Eine Plattform ist eine technische Basis, auf der verschiedene Modelle gebaut werden können. Sie ist sozusagen der nicht sichtbare Unterbau eines Fahrzeugs. Dazu kann etwa die Bodenplatte ebenso gehören wie Fahrwerk, Motor oder Auspuffanlage. Die Komponenten werden aus einem Baukastensystem montiert, so dass einzelne technische Entwicklungen in mehreren Modellen auch von verschiedenen Anbietern verwendet werden können.

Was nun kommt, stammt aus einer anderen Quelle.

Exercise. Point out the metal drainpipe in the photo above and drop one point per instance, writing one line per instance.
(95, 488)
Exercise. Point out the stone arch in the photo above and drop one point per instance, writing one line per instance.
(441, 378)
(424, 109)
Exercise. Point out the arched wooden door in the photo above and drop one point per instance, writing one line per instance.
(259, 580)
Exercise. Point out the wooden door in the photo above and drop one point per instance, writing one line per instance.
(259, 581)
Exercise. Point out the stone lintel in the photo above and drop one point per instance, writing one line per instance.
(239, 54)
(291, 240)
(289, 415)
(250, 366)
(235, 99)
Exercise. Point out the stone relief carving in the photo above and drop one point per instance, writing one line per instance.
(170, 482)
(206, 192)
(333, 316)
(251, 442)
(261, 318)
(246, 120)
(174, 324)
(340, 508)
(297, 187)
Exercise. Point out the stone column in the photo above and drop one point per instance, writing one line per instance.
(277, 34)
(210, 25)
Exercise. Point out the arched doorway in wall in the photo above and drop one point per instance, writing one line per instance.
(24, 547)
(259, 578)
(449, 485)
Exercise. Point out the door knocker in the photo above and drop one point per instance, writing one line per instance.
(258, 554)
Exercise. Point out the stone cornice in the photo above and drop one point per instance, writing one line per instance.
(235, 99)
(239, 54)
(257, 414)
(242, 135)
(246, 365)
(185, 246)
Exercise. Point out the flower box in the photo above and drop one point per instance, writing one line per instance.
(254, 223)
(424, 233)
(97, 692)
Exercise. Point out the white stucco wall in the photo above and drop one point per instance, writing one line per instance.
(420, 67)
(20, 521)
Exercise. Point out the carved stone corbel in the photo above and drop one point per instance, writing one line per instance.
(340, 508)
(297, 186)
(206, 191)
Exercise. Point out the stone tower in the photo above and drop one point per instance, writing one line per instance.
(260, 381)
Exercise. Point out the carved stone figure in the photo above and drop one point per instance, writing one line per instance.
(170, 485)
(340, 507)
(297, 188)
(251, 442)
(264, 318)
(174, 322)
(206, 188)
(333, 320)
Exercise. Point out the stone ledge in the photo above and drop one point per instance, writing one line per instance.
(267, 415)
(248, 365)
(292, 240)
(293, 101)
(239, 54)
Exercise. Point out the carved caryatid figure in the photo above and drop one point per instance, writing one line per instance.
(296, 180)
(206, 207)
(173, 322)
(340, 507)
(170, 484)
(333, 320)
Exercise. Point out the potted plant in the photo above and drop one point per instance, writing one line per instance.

Welche Pläne hat Ford in Europa?
Der Autobauer will die Plattform nutzen, um mindestens ein rein batteriegetriebenes Auto zu bauen, das ab 2023 in Europa angeboten werden soll. Ford rechnet mit mehr als 600 000 verkauften Autos innerhalb von sechs Jahren.
16 Millionen Autos
Gemeinsam bringen es Ford und VW auf rund 16 Millionen verkaufte Autos im Jahr und 360 Milliarden Euro Umsatz. VW beschäftigt weltweit 650 000 Menschen, bei Ford sind es rund 200 000. In Europa fährt das Unternehmen einen harten Sparkurs und will 12 000 der 50 000 Stellen streichen.
Darüber hinaus prüft Ford, ein zweites Modell anzubieten. Der Konzern braucht emissionsfreie Fahrzeuge in seiner Flotte, um die hohen CO2 -Ziele der EU zu erreichen. Andernfalls drohen Ford ab dem übernächsten Jahr hohe Bußgelder.
VW selbst wird den Baukasten in den nächsten zehn Jahren für 15 Millionen Autos nutzen.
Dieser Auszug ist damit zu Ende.